Do what you can! Find that hidden S3 bucket (in the format “word1-word2-s4fet3ch”) and find out what was exfiltrated!
Please ignore these troll buckets:
- s3://intelligent-intelligent-s4fet3ch/
- s3://steve-jobs-s4fet4ch/
- s3://mobile-cybersecurity-s4fet3ch/
Company Website
A URL to the company website is also given. (Not sure how long it will be up.)
A screenshot of the website is shown below.
Constructing a Wordlist
Knowing that the format of the bucket name is “word1-word2-s4fet3ch”, our first step is to scrape the website to contruct a list of words related to the company’s business.
Conveniently, the webpage has a word cloud. After taking a quick look at the html source code, the keywords are nested within <p>
tags, so the command below works to extract the keywords.
$ curl -s https://d1ynvzedp0o7ys.cloudfront.net/ | sed -n 's:.*>\(.*\)</p>.*:\1:p'
Safe Online Technologies
wireless
<SNIP>
mobile
intelligent
(Between the first and second :
of the sed command is a regex that grabs text in between >
and </p>
.)
We just need to clean up the list a little by separating the company name into words.
Another way is to use a ruby app CeWL which is a useful tool for creating custom wordlists.
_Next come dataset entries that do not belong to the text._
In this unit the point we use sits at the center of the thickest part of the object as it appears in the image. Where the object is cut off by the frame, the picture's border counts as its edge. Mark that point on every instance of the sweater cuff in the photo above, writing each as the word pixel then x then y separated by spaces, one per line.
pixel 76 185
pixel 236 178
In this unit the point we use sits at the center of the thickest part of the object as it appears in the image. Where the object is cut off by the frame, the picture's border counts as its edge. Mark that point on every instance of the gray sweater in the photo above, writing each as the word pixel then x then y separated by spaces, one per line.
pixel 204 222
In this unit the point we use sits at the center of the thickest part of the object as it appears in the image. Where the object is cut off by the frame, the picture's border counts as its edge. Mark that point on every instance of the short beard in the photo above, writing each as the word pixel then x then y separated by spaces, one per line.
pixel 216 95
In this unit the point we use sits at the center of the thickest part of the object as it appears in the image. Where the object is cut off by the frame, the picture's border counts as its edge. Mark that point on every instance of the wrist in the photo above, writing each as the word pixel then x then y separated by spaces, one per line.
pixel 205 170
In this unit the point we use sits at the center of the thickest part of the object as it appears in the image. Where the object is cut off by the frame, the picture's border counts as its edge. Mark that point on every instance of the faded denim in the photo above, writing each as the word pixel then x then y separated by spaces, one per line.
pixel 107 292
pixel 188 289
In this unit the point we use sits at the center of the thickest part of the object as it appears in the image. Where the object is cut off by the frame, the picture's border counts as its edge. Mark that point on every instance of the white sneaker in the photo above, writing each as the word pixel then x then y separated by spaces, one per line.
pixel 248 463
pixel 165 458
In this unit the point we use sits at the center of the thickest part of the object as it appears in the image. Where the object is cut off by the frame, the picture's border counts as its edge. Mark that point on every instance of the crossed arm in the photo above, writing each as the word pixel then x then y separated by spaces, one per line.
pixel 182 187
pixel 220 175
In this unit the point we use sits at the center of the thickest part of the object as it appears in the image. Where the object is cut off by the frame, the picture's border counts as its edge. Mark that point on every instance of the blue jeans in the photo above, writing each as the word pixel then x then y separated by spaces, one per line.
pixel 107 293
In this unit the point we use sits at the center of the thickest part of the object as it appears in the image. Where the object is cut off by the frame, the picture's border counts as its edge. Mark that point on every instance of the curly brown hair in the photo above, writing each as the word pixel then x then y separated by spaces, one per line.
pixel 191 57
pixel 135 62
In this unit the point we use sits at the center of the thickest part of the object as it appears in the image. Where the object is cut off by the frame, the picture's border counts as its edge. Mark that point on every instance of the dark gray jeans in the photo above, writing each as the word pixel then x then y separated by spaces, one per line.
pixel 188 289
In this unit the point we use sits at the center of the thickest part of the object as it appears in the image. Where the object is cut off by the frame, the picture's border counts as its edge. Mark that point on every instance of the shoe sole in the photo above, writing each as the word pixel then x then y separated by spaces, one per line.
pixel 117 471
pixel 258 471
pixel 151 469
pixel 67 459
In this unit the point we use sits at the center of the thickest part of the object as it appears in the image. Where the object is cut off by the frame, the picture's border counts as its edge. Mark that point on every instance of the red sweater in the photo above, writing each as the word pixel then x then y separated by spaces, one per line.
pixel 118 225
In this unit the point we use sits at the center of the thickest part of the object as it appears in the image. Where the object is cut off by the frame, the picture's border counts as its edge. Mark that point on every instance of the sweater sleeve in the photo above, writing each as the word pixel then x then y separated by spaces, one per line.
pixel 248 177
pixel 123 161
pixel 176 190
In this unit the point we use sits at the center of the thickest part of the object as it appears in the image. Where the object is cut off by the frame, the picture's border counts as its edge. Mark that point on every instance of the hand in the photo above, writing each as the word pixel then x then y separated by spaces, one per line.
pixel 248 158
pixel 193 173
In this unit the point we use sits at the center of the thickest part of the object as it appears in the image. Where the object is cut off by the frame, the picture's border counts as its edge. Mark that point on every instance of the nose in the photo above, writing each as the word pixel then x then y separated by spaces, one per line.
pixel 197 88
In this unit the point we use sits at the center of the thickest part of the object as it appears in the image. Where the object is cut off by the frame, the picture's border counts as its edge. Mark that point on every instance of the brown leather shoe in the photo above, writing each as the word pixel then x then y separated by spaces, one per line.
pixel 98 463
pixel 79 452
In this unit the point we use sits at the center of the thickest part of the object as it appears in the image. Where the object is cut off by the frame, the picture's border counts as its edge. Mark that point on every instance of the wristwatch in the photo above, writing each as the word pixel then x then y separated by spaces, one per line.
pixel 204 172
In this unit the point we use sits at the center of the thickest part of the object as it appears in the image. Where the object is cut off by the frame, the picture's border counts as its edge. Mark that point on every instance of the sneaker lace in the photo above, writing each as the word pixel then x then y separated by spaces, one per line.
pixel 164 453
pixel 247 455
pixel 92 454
It has many more features that we are not using here, so you can check it out to learn more.
$ cewl https://d1ynvzedp0o7ys.cloudfront.net/
CeWL 5.4.8 (Inclusion) Robin Wood (robin@digi.ninja) (https://digi.ninja/)
Safe
Online
Technologies
Home
<SNIP>
intelligent
Finally, there is a quote in an image at the bottom of the page.
Let’s manually extract the words from the quote, skipping the stop words, and add them to our wordlist.
- people
- crazy
- enough
- think
- change
- world
- ones
- steve
- jobs
We end up with a list of 37 keywords - wordlist.txt
.
Building a List of Possible Bucket Names
Now, we will use the words in wordlist.txt
to generate a list of possible bucket names.
For a task like this, I used to whip up a bash script like this:
#!/bin/bash
# generatebucketlist.sh
list1="wordlist.txt"
list2="wordlist.txt"
while IFS= read -r word1
do
while IFS= read -r word2
do
url="${word1}-${word2}-s4fet3ch"
echo "$url" >> "bucket_list"
done < "$list2"
done < "$list1"
But then I learned that text processing with a shell loop is not the best idea. (Read about it here.)
So let’s try to do better, with awk.
awk '{a[$0]} END{for (i in a) for (j in a) print i"-"j"-s4fet3ch"}' wordlist.txt > bucket_list.txt
Essentially, this command declares an associate array a
using the first column (which is our list of words) as its index. Then we do a double loop through the keys to print all the possible bucket names.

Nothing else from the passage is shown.